Es raro que yo pase por mi ciudad y no baje un par de noches a Los Herreros, salvo causas de fuerza mayor: bodas, compromisos y cosas así. Los Herreros, no me da apuro reconocerlo, continúa siendo la calle de bares y bodegas donde más disfruto. Esto incluye no sólo a Zamora, sino a otras ciudades. Lo malo es que, como suelen decirme otras personas, por allí la gente es cada vez más joven, con lo cual es difícil toparse con caras conocidas. Sin embargo, el fin de semana anterior me ocurrió todo lo contrario: tal vez por las vacaciones de agosto del personal, o porque todos volvemos a los lugares donde nos hemos criado (y estoy orgulloso de haber cocido mi adolescencia y mi juventud en Los Herreros), se dieron un par de noches en las que nos juntamos unos cuantos de mi generación. Todos, curiosamente, habíamos asistido al Colegio Arias Gonzalo. Y ya se sabe que, cuando hay reunión de antiguos alumnos, salen a flote los recuerdos agridulces, los motes y la catadura de los profesores.

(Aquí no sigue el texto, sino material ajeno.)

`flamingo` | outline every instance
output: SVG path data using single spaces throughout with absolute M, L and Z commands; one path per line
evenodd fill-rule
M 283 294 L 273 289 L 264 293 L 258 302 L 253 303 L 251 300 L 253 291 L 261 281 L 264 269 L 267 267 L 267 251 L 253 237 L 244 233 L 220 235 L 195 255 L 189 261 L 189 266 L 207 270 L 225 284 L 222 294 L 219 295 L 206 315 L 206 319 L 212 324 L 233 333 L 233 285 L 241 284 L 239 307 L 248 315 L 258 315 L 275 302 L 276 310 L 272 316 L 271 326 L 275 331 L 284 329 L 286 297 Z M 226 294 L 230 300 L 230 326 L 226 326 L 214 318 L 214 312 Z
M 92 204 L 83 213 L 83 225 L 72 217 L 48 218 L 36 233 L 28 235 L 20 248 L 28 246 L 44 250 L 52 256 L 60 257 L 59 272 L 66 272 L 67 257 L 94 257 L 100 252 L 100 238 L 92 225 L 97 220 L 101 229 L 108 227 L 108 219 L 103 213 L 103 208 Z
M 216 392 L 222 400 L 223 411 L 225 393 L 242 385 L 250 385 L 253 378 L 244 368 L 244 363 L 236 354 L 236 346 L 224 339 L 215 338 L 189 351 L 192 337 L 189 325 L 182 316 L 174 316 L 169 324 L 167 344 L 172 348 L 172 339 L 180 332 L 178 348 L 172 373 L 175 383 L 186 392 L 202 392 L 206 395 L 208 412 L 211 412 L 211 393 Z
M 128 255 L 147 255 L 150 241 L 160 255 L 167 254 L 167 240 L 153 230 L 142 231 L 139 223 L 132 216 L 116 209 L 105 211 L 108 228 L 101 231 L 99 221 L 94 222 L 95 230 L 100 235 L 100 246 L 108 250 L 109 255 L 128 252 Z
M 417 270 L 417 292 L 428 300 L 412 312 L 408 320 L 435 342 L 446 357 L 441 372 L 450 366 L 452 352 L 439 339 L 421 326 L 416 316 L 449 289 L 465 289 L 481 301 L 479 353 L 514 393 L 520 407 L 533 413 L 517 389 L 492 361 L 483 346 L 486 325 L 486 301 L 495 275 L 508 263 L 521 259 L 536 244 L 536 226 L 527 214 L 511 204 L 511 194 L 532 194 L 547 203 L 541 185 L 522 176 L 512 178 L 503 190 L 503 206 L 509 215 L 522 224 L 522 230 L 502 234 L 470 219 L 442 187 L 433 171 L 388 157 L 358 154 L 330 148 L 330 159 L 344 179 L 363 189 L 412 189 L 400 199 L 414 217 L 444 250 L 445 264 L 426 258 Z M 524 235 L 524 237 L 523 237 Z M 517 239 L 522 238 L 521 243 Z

Mientras reímos y comentamos los caminos desiguales por los que nos ha conducido la vida, advierto que seguimos siendo los mismos, aquellos chavales de ojos despiertos que apenas han cambiado, excepto en lo concerniente al físico. Empiezan a salir a colación los motes que pusimos y que nos pusieron (muchos de ellos aún se conservan: quiero decir que aún los manejamos, todavía se utilizan), las sentencias de algunos maestros, la benevolencia de unos pocos profesores, los métodos para copiar en ciertos exámenes, las anécdotas que casi nadie ha olvidado, los nombres, los apellidos, las descripciones de alumnos, las bromas pesadas que hacíamos y los dibujos y caricaturas que un par de tipos y yo tramábamos en clase. Pero también comentamos las vejaciones y ese trato de palos por parte de los profesores que hoy conllevaría denuncias, pero que nosotros callábamos o contábamos a nuestros padres sin que fuesen capaces de creernos del todo, y, aunque no es la primera vez que escribo sobre ello, tampoco será la última: los capones en la cabeza, los tirones de patillas hasta que el maestro en cuestión nos hacía levantarnos del asiento, el lanzamiento de borrador desde la mano del docente hasta el pecho del alumno al que pillaba hablando, las collejas y el azote en el culo. Hay quien, todavía hoy, es partidario de educar a palos, soltando alguna galleta de vez en cuando. Pues bien, esto es lo que se consigue: que uno, al crecer, jamás lo olvide, y que tampoco perdone, que esa huella nunca se borre por muchos años que transcurran, por mucho tiempo que quememos.
Y, en nuestro recuerdo común, en esta reunión de antiguos compañeros de clase, otra evidencia: eran aún peores la humillación, el sabor de la derrota, el escarnio público, que el capón o el golpe del borrador. De esas humillaciones algunos sabemos mucho. Demasiado. Esperar junto a la pizarra, mientras la maestra en cuestión (una solterona revenida y maliciosa), iba asignando ceros, profetizando un futuro de analfabetismo, poniendo calificativos que el resto de los alumnos reía, para no llorar de miedo. Nos imponían títulos poco amables para un niño: burro, desastre, zángano, calamidad, holgazán. O entonaban bochornosas rimas ("Usted: vago se acuesta y vago se levanta"). Un tiempo que no hemos olvidado, que no se desdibuja en nuestra memoria, que permanece dentro de nosotros con más fuerza que los años de la adolescencia o la infancia fuera del colegio. Salvamos de la quema a un par de profesores. De cada uno de los demás, cuando los vemos por la calle, arrastrando su vejez y su ruina, sólo podemos pensar: "Sólo era un pobre hombre".